A group agreement is a set of guidelines or rules that the group develop together so everyone knows where they stand. It means the group have discussed and agreed how everyone should support one another, allowing everyone to feel confident to speak openly.
How a group agreement can help your group
Forming a group agreement benefits everyone in the group, including you as group leader. It can help by:
- creating mutual respect in the group
- ensuring everyone fully understands how important confidentiality is, so everyone can share openly
- respecting individuals’ opinions and values, but creating boundaries that they can’t impact on the group
- agreeing how the group communicates with one another so conversations feel balanced
- understanding how feedback is a positive thing in the group and can make the group stronger
- encouraging everyone to really listen to what others are sharing, so everyone feels truly heard
Group agreements in action
Rachael from Kinship and other group leaders share what a group agreement is, and some of the things they include in theirs.

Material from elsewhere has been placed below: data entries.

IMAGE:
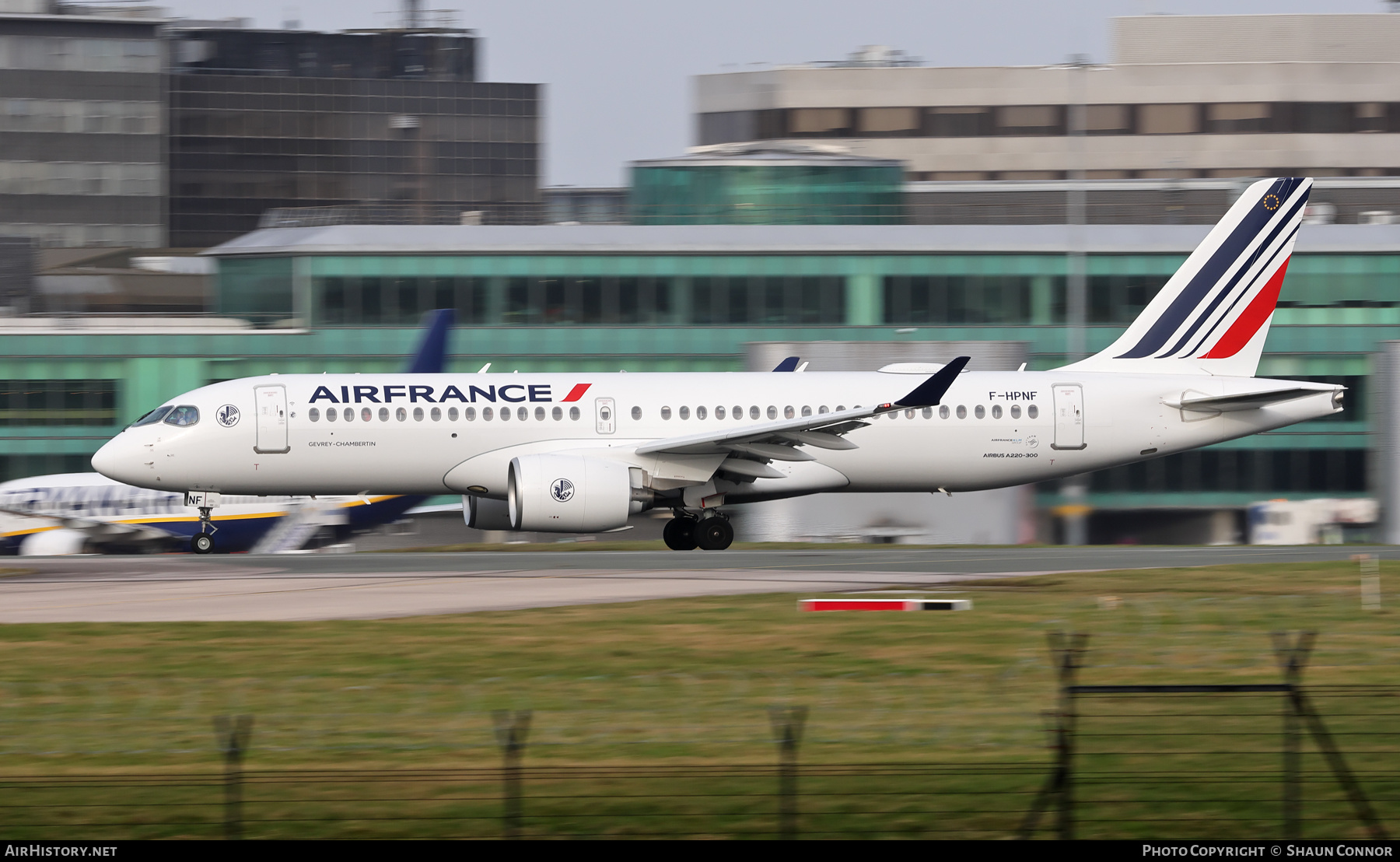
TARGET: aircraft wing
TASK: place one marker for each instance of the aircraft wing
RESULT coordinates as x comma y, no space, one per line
779,440
98,529
1244,401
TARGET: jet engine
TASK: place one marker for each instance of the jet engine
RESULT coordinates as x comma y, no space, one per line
51,543
573,493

Duration: 5 minutes 24 seconds
The ‘golden rule’ of a group agreement
Creating a group that trusts one another is the most important thing for a peer support group. Somewhere individuals can share openly and honestly, to others who understand how they may be feeling. As we heard in the video above, the ‘golden rule’ for a group agreement is: What is said in group stays in group.
Good and safe support relies on this rule.

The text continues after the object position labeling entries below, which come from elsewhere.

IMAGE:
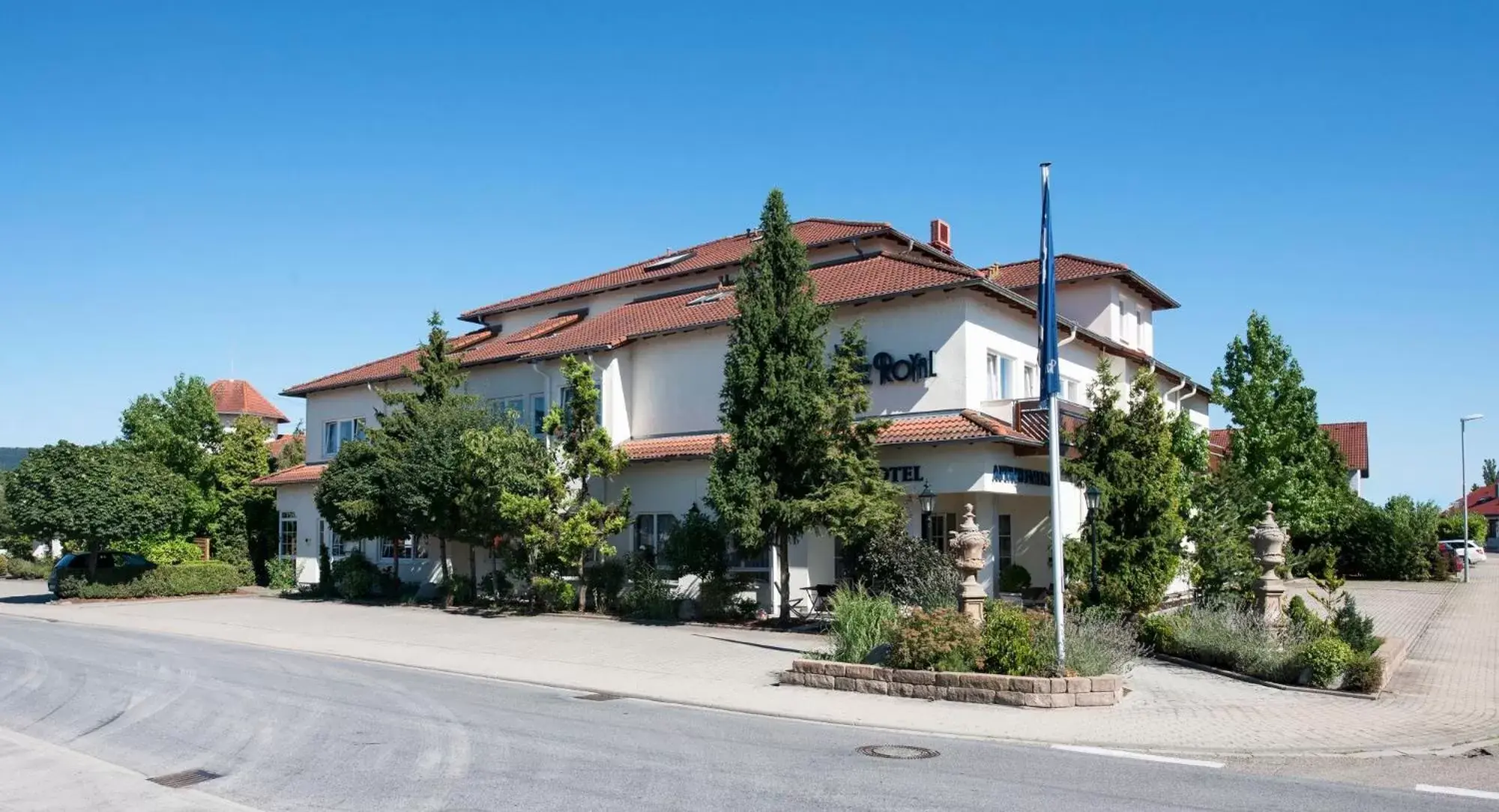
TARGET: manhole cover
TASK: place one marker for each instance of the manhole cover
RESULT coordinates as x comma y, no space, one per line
185,778
897,751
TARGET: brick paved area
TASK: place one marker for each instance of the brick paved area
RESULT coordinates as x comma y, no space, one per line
1447,694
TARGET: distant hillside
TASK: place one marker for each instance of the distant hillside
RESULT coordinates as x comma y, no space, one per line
11,458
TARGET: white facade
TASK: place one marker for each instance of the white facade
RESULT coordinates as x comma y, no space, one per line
669,386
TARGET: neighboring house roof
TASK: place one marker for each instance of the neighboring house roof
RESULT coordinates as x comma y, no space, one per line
1350,438
239,398
1482,503
726,251
965,426
1022,276
307,473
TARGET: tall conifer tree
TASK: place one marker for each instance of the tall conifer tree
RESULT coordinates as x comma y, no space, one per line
774,402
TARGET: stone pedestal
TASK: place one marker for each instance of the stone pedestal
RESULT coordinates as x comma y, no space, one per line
1270,545
969,545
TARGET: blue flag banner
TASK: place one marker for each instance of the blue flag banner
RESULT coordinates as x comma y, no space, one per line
1047,300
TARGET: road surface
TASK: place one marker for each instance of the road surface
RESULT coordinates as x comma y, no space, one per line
302,732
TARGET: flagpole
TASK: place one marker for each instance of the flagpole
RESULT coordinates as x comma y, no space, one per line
1047,314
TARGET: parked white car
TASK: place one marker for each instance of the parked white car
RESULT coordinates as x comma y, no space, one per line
1476,552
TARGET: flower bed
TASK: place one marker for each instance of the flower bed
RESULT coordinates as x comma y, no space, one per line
957,687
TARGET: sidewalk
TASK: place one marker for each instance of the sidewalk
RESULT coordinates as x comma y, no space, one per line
1446,694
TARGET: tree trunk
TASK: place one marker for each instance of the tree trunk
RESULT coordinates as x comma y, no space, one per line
783,549
447,585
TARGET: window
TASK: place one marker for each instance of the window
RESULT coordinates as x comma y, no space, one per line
407,548
1070,390
938,527
340,432
1004,548
999,371
331,539
651,534
539,413
289,536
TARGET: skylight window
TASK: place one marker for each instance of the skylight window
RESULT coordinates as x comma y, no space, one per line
669,261
707,299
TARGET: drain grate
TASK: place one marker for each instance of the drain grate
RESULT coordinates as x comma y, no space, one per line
185,778
899,751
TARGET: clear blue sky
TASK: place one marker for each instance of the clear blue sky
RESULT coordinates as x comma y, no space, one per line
281,191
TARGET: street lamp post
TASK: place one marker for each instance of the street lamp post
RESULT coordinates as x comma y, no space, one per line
929,503
1095,498
1462,494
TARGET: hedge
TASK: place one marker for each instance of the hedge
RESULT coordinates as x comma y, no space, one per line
164,582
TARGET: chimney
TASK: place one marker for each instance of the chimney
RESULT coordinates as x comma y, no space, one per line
942,237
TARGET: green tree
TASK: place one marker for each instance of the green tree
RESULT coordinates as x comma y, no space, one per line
1129,458
578,522
510,483
247,522
94,497
857,504
181,429
1278,444
765,482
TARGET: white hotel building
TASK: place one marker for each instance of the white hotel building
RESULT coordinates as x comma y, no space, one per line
953,365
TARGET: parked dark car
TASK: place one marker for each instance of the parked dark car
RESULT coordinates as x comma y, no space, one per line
110,560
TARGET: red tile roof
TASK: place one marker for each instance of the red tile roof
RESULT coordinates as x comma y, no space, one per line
239,398
1482,503
1350,438
1073,269
719,252
307,473
873,276
902,431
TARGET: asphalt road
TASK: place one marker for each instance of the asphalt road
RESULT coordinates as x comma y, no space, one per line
299,732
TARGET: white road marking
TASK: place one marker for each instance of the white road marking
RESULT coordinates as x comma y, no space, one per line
1140,756
1458,792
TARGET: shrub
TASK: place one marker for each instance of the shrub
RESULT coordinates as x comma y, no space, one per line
606,581
326,584
1100,642
1354,628
861,622
1014,579
722,599
283,575
938,640
356,578
1159,634
908,570
164,582
1365,673
1323,661
648,597
1007,642
552,594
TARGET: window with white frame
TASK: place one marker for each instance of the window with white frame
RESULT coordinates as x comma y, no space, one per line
651,534
407,548
289,536
340,432
1071,390
1001,377
328,537
1004,549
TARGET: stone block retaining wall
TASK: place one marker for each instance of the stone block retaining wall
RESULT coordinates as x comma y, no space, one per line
960,688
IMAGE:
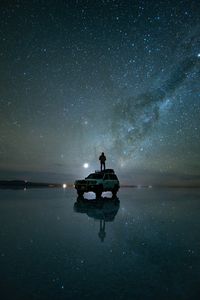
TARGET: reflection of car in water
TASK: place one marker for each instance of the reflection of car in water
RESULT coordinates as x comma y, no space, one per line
105,211
98,182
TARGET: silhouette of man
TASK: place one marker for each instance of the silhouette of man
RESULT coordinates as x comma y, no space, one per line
102,159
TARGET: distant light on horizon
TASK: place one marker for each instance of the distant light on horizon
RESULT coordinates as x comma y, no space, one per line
86,165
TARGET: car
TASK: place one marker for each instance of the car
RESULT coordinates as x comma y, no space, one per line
98,182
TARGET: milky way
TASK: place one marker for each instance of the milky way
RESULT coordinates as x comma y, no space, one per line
78,78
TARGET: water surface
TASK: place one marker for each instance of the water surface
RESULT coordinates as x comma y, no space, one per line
144,245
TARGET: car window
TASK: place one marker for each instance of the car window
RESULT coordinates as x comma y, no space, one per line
113,177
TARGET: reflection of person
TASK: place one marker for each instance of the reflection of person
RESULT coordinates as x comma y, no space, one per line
102,231
102,159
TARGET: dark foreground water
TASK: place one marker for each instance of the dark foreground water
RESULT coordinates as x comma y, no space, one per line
146,245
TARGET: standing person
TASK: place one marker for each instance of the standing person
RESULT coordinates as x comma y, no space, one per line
102,159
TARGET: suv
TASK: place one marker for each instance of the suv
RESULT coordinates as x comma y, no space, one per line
98,182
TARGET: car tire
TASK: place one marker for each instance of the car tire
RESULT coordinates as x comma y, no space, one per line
99,191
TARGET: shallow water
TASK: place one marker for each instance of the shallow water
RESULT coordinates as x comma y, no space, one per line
146,245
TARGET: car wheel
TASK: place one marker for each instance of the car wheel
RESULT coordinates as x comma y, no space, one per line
99,191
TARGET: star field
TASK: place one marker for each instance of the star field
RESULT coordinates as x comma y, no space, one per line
81,77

Creating your group agreement
So how can the ‘golden rule’ and others be developed by your group?
We’ve created a meeting guide to help you develop a group agreement with your group. Download it and use it to help understand what is important to your group.
Key steps
You might want to follow the steps below with your group to help prepare and create your group agreement:
- When you start your group, it’s worth exploring some values that you think are important as group leader. Then you can revisit the activity below with the group.
- Give people notice that you will be discussing a group agreement at the next meeting. This means everyone understands that some time at the next meeting will be given to this activity. It also gives time for members to think about things before you discuss it.
- Gather your group at the meeting and introduce what a group agreement is and how it’s a useful tool for the group.
- Use the meeting guide you can download above to help you manage the group discussion. It shares the kinds of questions you can put to the group and how you can collect what everyone has said or shared.
- Draft the group agreement based on what everyone discussed and agreed at the meeting.
- Share the draft with the group and ask for feedback at the next meeting, or over message outside of the group. Adapt the agreement if you need to.
- Keep a copy available at every meeting. It’s important that new members can read through the agreement early on. These are the rules they will need to respect.
Example peer support group agreement
Every group runs slightly differently, so every group agreement will also be different.
To help you understand what a group agreement can look like, we’ve created an example here for you to download. This should not be copied, as your group should influence each agreement.
Keep it alive
Things change, your group will progress, and your group agreement should adapt too. It can be changed at any time and should be reviewed regularly and kept relevant.
It might be worth agreeing when it will be reviewed. Perhaps every six months to begin with, for the first year, then once a year.
Make sure everyone feels they can request a review ahead of this if needed.